Charles Halpern is a pioneer in the public interest law movement, a successful public interest entrepreneur, an innovator in legal education, a long-time meditation practitioner and advocate, and author of Making Waves and Riding the Currents: Activism and the Practice of Wisdom.

He is currently Director of the Berkeley Initiative for Mindfulness in Law, a new venture at Berkeley Law exploring the benefits of meditation to legal education and law practice.

Halpern earned his Bachelor of Arts in American history and literature from Harvard College in 1961 and his Law degree from Yale Law School in 1964.

After finishing law school he clerked for two years with Judge George T. Washington of the United States Court of Appeals for the District of Columbia Circuit.

Halpern then accepted an associate position with the D.C. law firm Arnold and Porter, which he held for four years.
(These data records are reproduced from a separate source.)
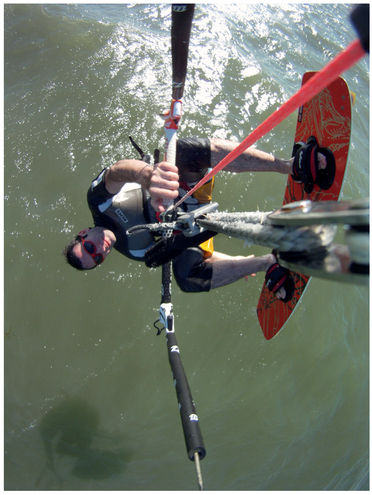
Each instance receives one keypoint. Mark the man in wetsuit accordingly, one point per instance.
(132, 191)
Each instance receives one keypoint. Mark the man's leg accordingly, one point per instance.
(252, 159)
(228, 269)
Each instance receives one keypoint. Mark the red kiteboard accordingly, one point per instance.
(327, 116)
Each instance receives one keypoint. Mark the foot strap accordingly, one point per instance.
(306, 165)
(278, 277)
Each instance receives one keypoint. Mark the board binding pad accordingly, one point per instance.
(327, 116)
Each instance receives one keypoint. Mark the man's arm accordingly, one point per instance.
(128, 171)
(161, 180)
(251, 160)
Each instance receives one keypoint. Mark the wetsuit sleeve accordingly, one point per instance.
(97, 196)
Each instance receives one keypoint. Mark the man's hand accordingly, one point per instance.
(163, 185)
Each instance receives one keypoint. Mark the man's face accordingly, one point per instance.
(100, 242)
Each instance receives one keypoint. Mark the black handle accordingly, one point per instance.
(181, 28)
(189, 418)
(359, 17)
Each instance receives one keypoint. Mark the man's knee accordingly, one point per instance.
(191, 271)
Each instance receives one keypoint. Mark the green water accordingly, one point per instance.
(89, 402)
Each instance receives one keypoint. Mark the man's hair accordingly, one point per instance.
(71, 257)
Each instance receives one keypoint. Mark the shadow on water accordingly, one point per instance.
(71, 430)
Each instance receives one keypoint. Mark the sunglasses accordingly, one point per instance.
(91, 249)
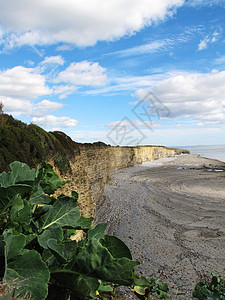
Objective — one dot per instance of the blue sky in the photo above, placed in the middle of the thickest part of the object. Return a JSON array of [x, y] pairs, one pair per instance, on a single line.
[[123, 72]]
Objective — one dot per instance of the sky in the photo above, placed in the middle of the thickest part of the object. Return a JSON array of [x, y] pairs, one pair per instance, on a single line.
[[124, 72]]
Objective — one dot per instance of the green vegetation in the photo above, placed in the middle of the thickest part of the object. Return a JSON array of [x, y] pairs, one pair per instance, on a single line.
[[37, 254], [213, 290]]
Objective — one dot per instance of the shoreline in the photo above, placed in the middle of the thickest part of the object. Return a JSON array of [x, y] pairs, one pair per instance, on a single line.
[[171, 214]]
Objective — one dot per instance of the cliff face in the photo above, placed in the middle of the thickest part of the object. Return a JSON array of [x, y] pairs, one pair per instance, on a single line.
[[92, 168]]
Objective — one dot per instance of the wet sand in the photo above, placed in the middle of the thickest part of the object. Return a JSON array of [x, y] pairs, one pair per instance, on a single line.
[[171, 214]]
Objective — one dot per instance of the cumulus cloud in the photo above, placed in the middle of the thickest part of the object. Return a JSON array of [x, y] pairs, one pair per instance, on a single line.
[[53, 121], [46, 106], [131, 124], [83, 73], [192, 94], [58, 60], [22, 82], [78, 22], [20, 87], [146, 48]]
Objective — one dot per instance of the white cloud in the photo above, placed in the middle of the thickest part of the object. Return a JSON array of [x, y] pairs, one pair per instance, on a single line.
[[20, 87], [83, 73], [22, 82], [78, 22], [53, 121], [46, 106], [16, 106], [131, 124], [58, 60], [64, 90], [146, 48], [220, 60]]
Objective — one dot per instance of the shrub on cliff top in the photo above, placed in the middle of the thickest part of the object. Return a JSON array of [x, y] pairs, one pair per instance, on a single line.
[[32, 145]]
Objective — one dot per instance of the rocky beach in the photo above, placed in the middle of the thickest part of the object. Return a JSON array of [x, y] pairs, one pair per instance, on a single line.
[[171, 214]]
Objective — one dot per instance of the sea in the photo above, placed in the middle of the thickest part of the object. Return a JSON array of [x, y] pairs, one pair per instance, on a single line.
[[214, 152]]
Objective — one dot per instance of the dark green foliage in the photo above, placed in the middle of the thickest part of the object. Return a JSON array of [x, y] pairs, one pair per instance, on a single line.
[[32, 145], [35, 249]]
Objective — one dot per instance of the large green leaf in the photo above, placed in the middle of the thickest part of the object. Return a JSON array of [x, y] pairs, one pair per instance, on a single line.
[[21, 211], [50, 233], [7, 195], [62, 213], [14, 244], [81, 286], [20, 172], [116, 247], [95, 260], [39, 197], [30, 274], [97, 231]]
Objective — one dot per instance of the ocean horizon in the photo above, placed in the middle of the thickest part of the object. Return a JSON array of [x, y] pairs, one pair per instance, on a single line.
[[209, 151]]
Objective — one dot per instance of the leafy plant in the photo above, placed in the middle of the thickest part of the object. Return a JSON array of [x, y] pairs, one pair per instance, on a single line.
[[214, 290], [36, 252]]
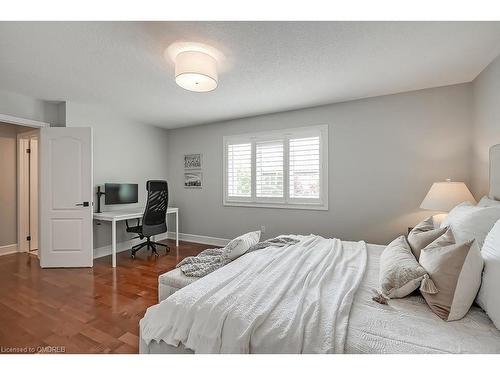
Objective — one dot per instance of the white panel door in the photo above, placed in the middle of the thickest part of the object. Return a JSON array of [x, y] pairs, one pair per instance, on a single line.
[[66, 189]]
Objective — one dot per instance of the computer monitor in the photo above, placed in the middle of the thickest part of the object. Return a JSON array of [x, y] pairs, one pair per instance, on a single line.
[[120, 193]]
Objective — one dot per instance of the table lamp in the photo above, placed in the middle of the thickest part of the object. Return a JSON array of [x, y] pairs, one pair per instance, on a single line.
[[443, 196]]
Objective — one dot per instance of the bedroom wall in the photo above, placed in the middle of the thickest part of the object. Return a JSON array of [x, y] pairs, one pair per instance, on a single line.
[[486, 129], [8, 185], [124, 151], [27, 107], [384, 153]]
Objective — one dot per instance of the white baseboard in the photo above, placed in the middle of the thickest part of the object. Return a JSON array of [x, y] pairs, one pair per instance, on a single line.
[[8, 249], [126, 245]]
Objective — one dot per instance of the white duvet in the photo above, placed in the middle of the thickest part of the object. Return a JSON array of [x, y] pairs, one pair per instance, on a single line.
[[292, 299]]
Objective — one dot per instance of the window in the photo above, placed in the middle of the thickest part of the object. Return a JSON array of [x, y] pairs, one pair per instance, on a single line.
[[282, 169]]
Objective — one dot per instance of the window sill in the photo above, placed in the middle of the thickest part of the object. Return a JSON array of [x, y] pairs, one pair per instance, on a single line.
[[292, 206]]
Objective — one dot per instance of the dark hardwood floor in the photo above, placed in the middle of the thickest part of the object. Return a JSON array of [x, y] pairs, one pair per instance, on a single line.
[[88, 310]]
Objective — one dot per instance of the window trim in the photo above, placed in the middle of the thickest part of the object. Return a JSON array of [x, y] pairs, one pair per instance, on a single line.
[[285, 202]]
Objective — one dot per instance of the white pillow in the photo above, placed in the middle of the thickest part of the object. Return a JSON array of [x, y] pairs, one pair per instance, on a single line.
[[487, 202], [240, 245], [489, 297], [470, 222]]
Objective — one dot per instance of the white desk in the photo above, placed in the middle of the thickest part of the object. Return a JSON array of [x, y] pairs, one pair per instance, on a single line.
[[135, 213]]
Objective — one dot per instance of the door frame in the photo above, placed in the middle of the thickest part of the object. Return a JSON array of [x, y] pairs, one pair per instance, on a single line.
[[24, 188], [36, 125]]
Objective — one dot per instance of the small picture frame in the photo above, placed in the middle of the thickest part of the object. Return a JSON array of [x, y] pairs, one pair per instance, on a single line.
[[193, 180], [192, 161]]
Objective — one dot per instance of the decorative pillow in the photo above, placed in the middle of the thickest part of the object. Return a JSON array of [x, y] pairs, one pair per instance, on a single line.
[[455, 270], [239, 246], [423, 234], [470, 222], [489, 296], [400, 274], [487, 202]]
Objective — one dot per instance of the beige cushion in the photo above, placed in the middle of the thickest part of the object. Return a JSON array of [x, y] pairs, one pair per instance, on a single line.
[[455, 270], [422, 235], [239, 246], [471, 222], [400, 274]]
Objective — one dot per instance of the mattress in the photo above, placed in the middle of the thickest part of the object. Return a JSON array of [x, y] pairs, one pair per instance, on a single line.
[[407, 325], [403, 326], [170, 282]]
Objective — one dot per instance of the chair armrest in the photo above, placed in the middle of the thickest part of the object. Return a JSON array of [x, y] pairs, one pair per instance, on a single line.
[[138, 223]]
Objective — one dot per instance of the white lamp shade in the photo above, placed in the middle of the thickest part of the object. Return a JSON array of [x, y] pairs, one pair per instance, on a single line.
[[196, 71], [443, 196]]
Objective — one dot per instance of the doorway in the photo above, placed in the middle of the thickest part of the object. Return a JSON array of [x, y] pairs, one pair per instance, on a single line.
[[19, 192], [27, 191]]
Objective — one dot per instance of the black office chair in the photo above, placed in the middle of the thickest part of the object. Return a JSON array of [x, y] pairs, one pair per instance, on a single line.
[[154, 218]]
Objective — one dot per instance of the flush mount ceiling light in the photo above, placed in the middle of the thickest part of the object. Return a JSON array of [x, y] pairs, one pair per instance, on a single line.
[[196, 71], [196, 65]]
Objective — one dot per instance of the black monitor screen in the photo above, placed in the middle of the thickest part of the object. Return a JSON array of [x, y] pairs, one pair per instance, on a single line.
[[120, 193]]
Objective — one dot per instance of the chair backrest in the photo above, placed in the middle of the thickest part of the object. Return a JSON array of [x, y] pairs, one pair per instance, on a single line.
[[154, 218]]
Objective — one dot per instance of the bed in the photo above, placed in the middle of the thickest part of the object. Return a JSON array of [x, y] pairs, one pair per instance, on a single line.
[[402, 326]]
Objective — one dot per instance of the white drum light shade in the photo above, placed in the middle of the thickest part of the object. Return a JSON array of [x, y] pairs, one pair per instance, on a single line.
[[443, 196], [196, 71]]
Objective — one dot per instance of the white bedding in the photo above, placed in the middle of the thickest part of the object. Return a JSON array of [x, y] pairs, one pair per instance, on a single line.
[[292, 299], [403, 326], [408, 325]]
It was during his time with Arnold and Porter that Halpern found his calling in the public interest law movement, initially in the area of mental health. He was lead counsel in the case Rouse v. Cameron,373 F.2d 451 (D.C. Cir. 1966), which challenged the adequacy of treatment being provided to an individual confined in a mental hospital. Halpern was later counsel in Wyatt v. Aderholt,503 F.2d 1305 (5th Cir. 1974), which affirmed a Constitutional right to treatment for individuals civilly committed to state mental facilities.

In 1969, Halpern left Arnold and Porter and co-founded the Center for Law and Social Policy in Washington D.C., the nation’s first public interest law firm. While with the Center he served as counsel on a number of important public interest cases including the seminal environmental cases concerning the construction of the Alaska Pipeline, see Wilderness Society v. Morton,479 F.2d 842 (D.C. Cir. 1973), and the banning of DDT, see Environmental Defense Fund, Inc. v. Ruckelshaus,439 F.2d 584 (D.C. Cir. 1971). His interest in mental health issues also ultimately led him to co-found the Mental Health Project, later renamed the Bazelon Center for Mental Health Law, in 1971. In 1975 Halpern founded the Council for Public Interest Law, later renamed the Alliance for Justice, and he subsequently served as a professor at Stanford Law School and Georgetown University Law Center and as a Senior Fellow at Yale Law School.